This week, I had a conversation with my boss about the death of the minimum wage. He is convinced that we do not need to raise the minimum wage for any reason, letting the market decide how to pay things. So, here’s a few things that I can point to as some backing for my opinion (everyone has one) that the stagnation of our minimum wage is a bad thing for the country.


30 million Americans– one in four U.S. workers– make less than $9 per hour, or just $17,280 a year (For a family of four, the poverty threshold was listed as $19,307 in 2004.). That’s a lot of people, and they are often happy to get 9 bucks instead of 6.

Historically speaking, every time the minimum wage gets raised, employment goes up. One quick example: Santa Fe, New Mexico, raised their local minimum wage to $9.50/hr. They then had a 2.3% job growth rate, higher than the New Mexico state average. At the same time, 10% of the people on the TANF rolls have left those rolls. Unemployment is 3.8% (NM is 5.3%).

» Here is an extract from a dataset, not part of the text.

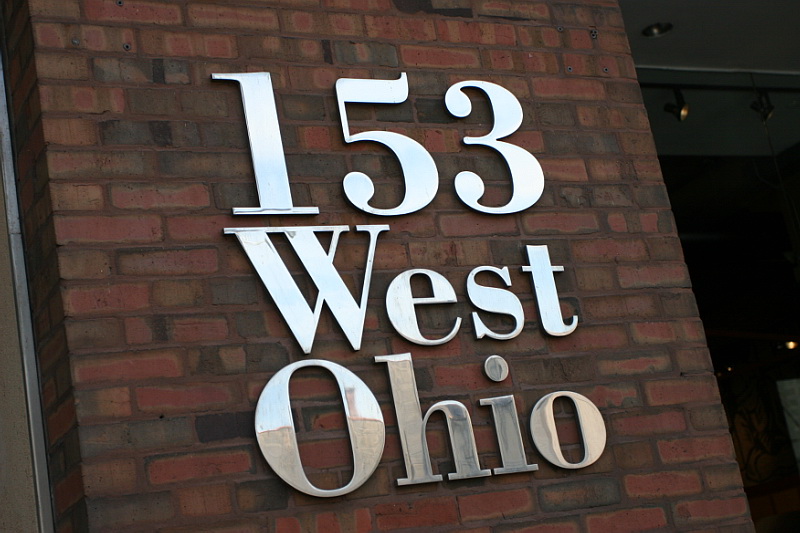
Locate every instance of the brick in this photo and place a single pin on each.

If the minimum wage had increased at the same rate as CEO pay between 1990 and 2005, the minimum wage would be $23 per hour.

The island of Saipan, part of the Marianas – a USA Territory, has a minimum wage of $3.05/hour. Chinese businesses have been taking advantage of this to run sweatshops for decades, paying Chinese or Taiwanese workers who think they’re going to “America” and end up in barbed wire-enclosed compounds, living in tiny bunks and spending their paltry wages in the company store. Sound like a throwback to the 19th Century?


I just find it difficult to believe that any company would pay their employees a living wage if they weren’t mandated to do it. To claim, as my boss did, that there is no need to raise the minimum wage for jobs that have no annual increase in productivity, is ridiculous as well.  At least keep pace with inflation!  To do any less is to condemn workers to make less money each year for doing the same job.